Ludwig III. verlor wie die anderen deutschen Bundesfürsten in den explosiven Novembertagen 1918 seine Krone, und mit ihm wurden seine Standesbrüder von ihren Thronen verjagt. Das Ansehen der Wittelsbacher hatte im Ersten Weltkrieg stark gelitten. Als der Kampf verloren war, warf man dem bayerischen König vor, er habe sich allzu willig in die Kriegspolitik des "preußischen" Kaisers eingelassen und nichts zur Verhinderung des Massensterbens auf den Schlachtfeldern unternommen. Ihm wurde auch angelastet, dass er im Krieg annexionistische Forderungen auf fremde Gebiete erhoben hat, wohl um Bayern einen Hafen am Meer zu verschaffen und besser an den Welthandel angebunden zu sein als bisher und durch Zuwachs an Fläche und Einwohnern seinen Einfluss im Deutschen Reich und insbesondere gegenüber den dominierenden "Preissn" zu erhöhen. Hintergrund der Annexionsgelüste war die Befürchtung, dass Bayern und andere Bundesstaaten nach einem deutschen "Siegfrieden" noch mehr als bisher unter preußischer Dominanz leiden müssten. Da dieser Sieg aber ausblieb und das Deutsche Reich und seine Verbündeten im Gegenteil eine furchtbare Niederlage erlitten, waren die auf einen Bayerischen Anteil am "Reichsland Elsaß-Lothringen" sowie andere Territorien weiter nördlich abzielende Eroberungspläne obsolet.

Ludwig III. sah sich als erstes "Opfer der Novemberrevolution". Er und seine Berater hatten in letzter Minute gehofft, durch politische Zugeständnisse an die aufgebrachten Volksmassen das Blatt wenden und die Monarchie retten zu können. Wie immer ging der Bayernkönig am 7. November 1918 im Englischen Garten spazieren als läge nichts in der Luft. Doch als Arbeiter ihn sahen, rieten sie ihm, er möge heimgehen sonst sei es mit ihm aus. Der alte König zog sich in seine Gemächer zurück und wartete ab. Als erboste Rufe zu ihm herauf drangen, erkannte er den Ernst der Lage und machte sich aus dem Staub. Mit seiner Familie floh er im Auto nach Österreich, wo er im Schloss Anif bei Salzburg Asyl erhielt. Dort entband der König am 13. November 1918 seine Beamten und Soldaten ihres Treueids, verweigerte jedoch seine Abdankung. In der Anifer Erklärung stellte er fest: "Zeit meines Lebens habe ich mit dem Volk und für das Volk gearbeitet. Die Sorge für das Wohl meines geliebten Bayern war stets mein höchstes Streben. Nachdem ich infolge der Ereignisse der letzten Tage nicht mehr in der Lage bin die Regierung weiterzuführen, stelle ich allen Beamten, Offizieren und Soldaten die Weiterarbeit unter den gegebenen Verhältnissen frei und entbinde sie des mir geleisteten Treueides." Das Dokument wurde von der Öffentlichkeit als Abdankungsurkunde interpretiert.

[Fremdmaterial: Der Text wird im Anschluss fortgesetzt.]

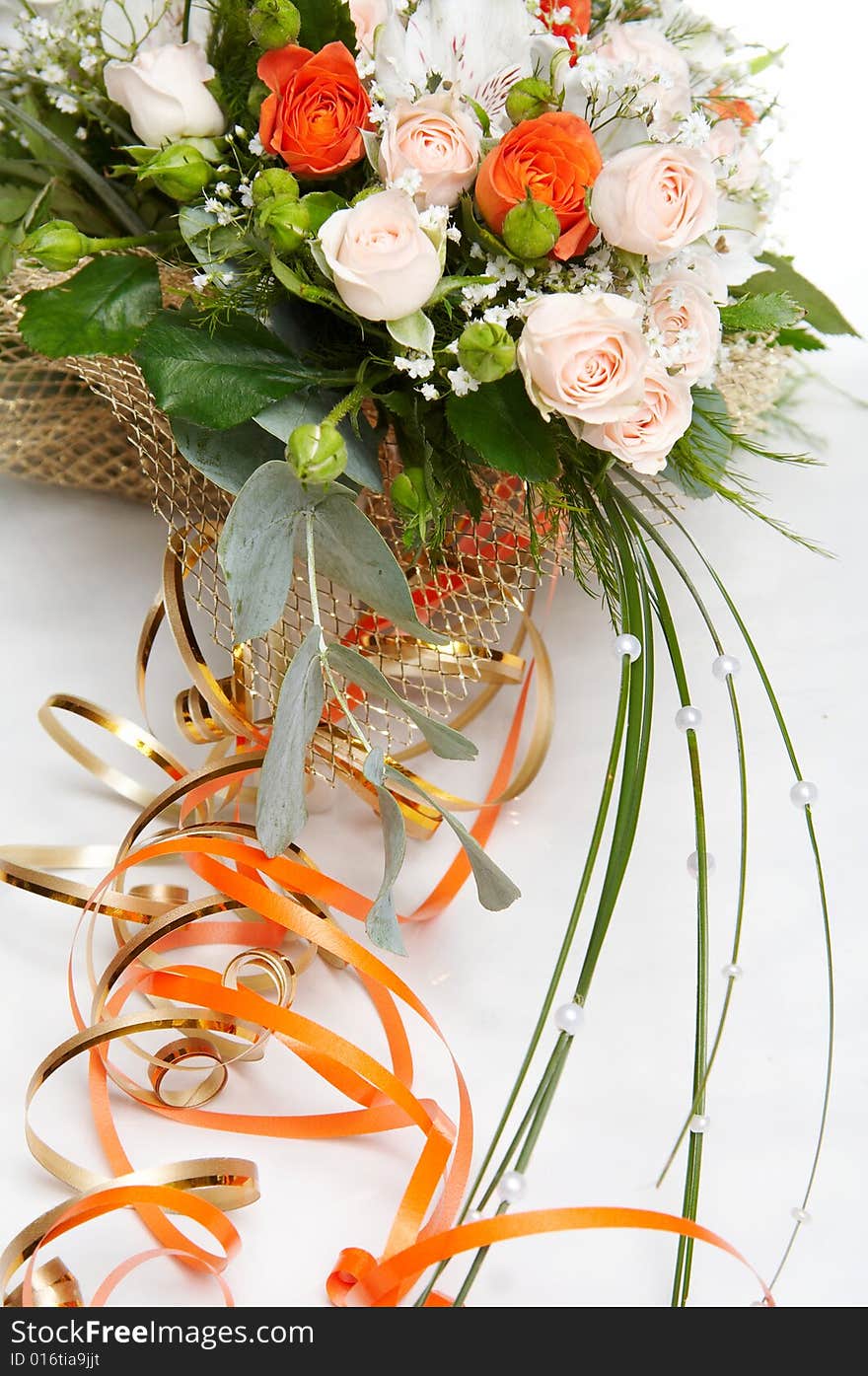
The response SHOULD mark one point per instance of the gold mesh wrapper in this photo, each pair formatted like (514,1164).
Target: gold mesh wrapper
(114,438)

Die neue Regierung unter Kurt Eisner erlaubte dem Ex-König, sich in Bayern aufzuhalten, doch zog dieser das sicherere Exil im Ausland vor. Ähnlich wie der in die Niederlande geflohene Kaiser Wilhelm II. und andere Bundesfürsten gaben Ludwig III. und sein Sohn Kronprinz Ruprecht nie die Hoffnung auf, eines Tages wieder in ihre alten Rechte eingesetzt zu werden. Als der letzte Bayer auf dem Thron am 18. Oktober 1921 in dem den Wittelsbachern gehörenden Schloss Nádasdy in der ungarischen Stadt Sárvár starb und nach langer Trauerfahrt am 5. November 1921 in der Münchner Frauenkirche bestattet wurde, gaben ihm tausende seiner ehemaligen Untertanen das letzte Geleit.